Tuesday, June 17, 2014

Media and Abortion


The many pro-abortion agendas “Obvious Child” serves



By Dave Andrusko
Jenny Slate, who plays Donna Stern, and director Gillian Robespierre
Jenny Slate, who plays Donna Stern, and director Gillian Robespierre

As we anticipated last week, the accolades for “Obvious Child”—the abortion “comedy”—are starting to roll in. How could it be otherwise when the film, directed by Gillian Robespierre and starring Jenny Slate as Donna Stern, serves to promote so many pro-abortion agendas and is so, so hilarious? (Heads up—“Obvious Child” is, we’re told, a “rom-com,” a romantic comedy.)
Writing for the Boston Globe, Matt Juul tells us, “Considering the predictable plots and fairy tale endings of most Hollywood romantic comedies, ‘Obvious Child’ is a refreshing take on the played out genre because it’s not only hilarious, but also unabashedly honest.”

If you read many critics, it less hilarious than it is honest. By honest they mean vulgar, tasteless on so many levels, and completely value-free. The film is a perfect example of what so many “feminists” tout as their birth-right. A kind of pre-adolescent liberation that springs from turning anything and everything—even the death of an unborn child—into a joke, made all the funnier by encasing it in sophomoric language that you’d expect in a senior high locker room.
As Washington Post film critic Ann Hornaday writes (she loved “Obvious Child”) “Robes­pierre, like so many of her contemporaries, clearly sees profanity as a legitimate arrow in the quiver of liberation, a mode of bracing, confrontational candor that instantly disarms fusty structures of sexism and other depredations.” So, the fouler the mouth, the sturdier the challenges to “sexism and other depredations.”

Rachel Dry, also of the Post, loves the movie just as much.

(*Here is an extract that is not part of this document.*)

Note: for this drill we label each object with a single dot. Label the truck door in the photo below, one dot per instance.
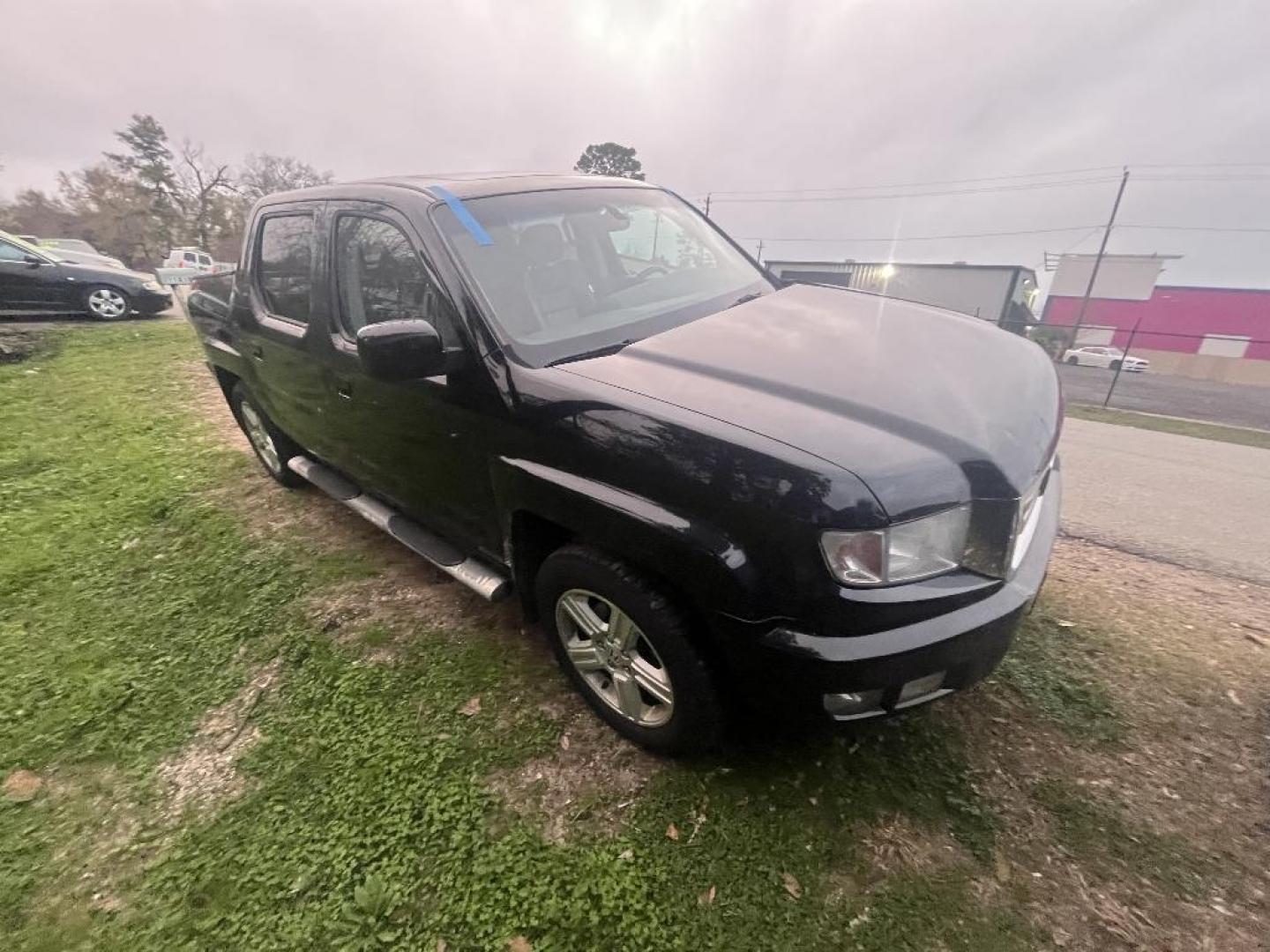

She writes
In addition to making a stigma-free movie about abortion, Robespierre, 35, also wanted to make one that gives viewers some of the gooey sweetness that people find so satisfying in romantic comedies.
“I would love it to be something people play all the time — on their sick day when they want to snuggle in bed and be comforted by their favorite romantic comedy,” Robespierre says.
And it does have a lot of what a sick-day rom-com viewer might want. A grand gesture. A big reveal. Perfectly timed flowers delivered by Max (Jake Lacy), the onetime and possible future romantic interest who is, in Slate’s description, a “sort of a bro, a handsome-face blond-hair nice-biceps business-school dude” who loves her character’s sense of humor.

The night before Donna is scheduled to have her abortion, she goes onstage, where she is funny, confident and operating on the edge of what it is comfortable to hear people talk about into a microphone. She tells the crowd exactly what is happening in that moment in her life.

Stigma-free; gooey sweetness; an empty-headed hunk (Max) who will support Slate’s decision; and the “freedom” to share the death of her child on stage. “Obvious Child” mocks the seriousness of what Stern is doing, in the process shattering what used to be called decorum, all in the service of producing a good movie that can be watched on a rainy afternoon. Third and finally
If it takes the death of a defenseless unborn child to help Stern make “wiser and more compassionate,” what a small price to pay for adulthood. Hornaday’s conclusion is what you could see telegraphed a mile away:

Through it all, even despite her crankiest, most selfish and adolescent moments, Donna earns the audience’s support, thanks largely to the inherent sweetness Slate brings to her screwed-up but lovable character. There are as many awkward, discomfiting sequences in “Obvious Child” as there are interludes of genuine fun and romance.
The result is a movie that feels risky and forgiving and, despite its traditional rom-com contours, refreshingly new. If we can stipulate that existence is an inherently messy affair, ungainly and contradictory and confoundingly unresolved, then “Obvious Child” may be the most pro-life movie of the year.

So if Donna is sufficiently “sweet” and if we understand that life is complicated and “cofoundingly unresolved,” presto, chango, the destruction of life becomes its affirmation—“pro-life.”
The child has served his or her purpose: Stern is wiser, her boyfriend is even more understanding than he was before, and they—but not their baby—live happily ever after.
What a message to send to young women and men. Irresponsibility and crudity and violence as fodder for a good movie.